I’m not surprised that the optimizer materialized the subquery – as I pointed out in my previous article, the choice seems to be rule-based (heuristic) rather than cost-based. What surprises me is that the cost for the default plan is not self-consistent – the optimizer seems to have lost the cost of generating the temporary table. The cost of the materialized query plan looks as if it ought to be 21 + 13 + 13 = 47. Even if the optimizer were smart enough to assume that the temporary table would be in the cache for the second scan (and therefore virtually free to access) we ought to see a cost of 21 + 13 = 34. As it is we have a cost of 25, which is 13 + 13 (or, if you check the 10053 trace file, 12.65 + 12.65, rounded).

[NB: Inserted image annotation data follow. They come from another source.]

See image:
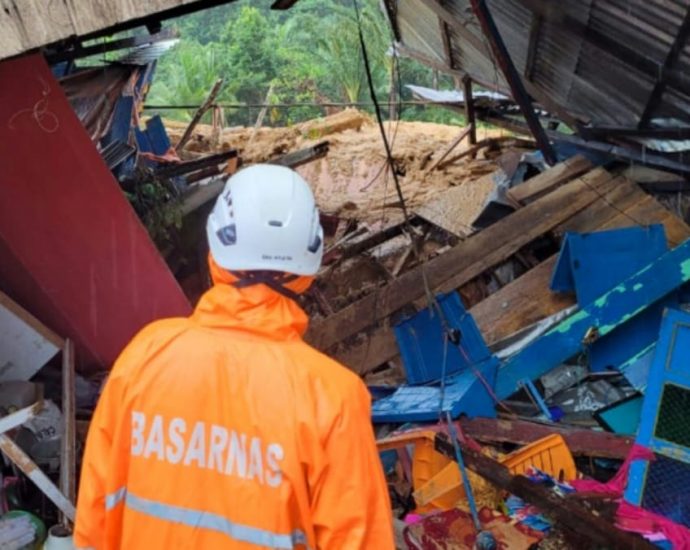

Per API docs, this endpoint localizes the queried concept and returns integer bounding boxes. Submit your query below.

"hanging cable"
[352,0,410,229]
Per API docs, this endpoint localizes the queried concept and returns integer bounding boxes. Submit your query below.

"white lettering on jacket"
[130,411,285,487]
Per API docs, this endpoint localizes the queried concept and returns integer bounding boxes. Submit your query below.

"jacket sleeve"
[311,380,394,550]
[74,365,129,549]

Since the choice to materialize doesn’t seem to be cost-based (at present) this doesn’t really matter – but it’s always nice to see, and be able to understand, self-consistent figures in an execution plan.

Footnote

It is worth pointing out as a side note that materialization can actually be more expensive than running in-line, even for very simple examples. Subquery factoring seems to have become more robust and consistent over recent releases in terms of consistency of execution plans when the subqueries are put back inline, but you still need to think a little bit before rewriting a query for cosmetic (i.e. totally valid “readability”) reasons just to check whether the resulting query is going to produce an unexpected, and unexpectedly expensive, materialization.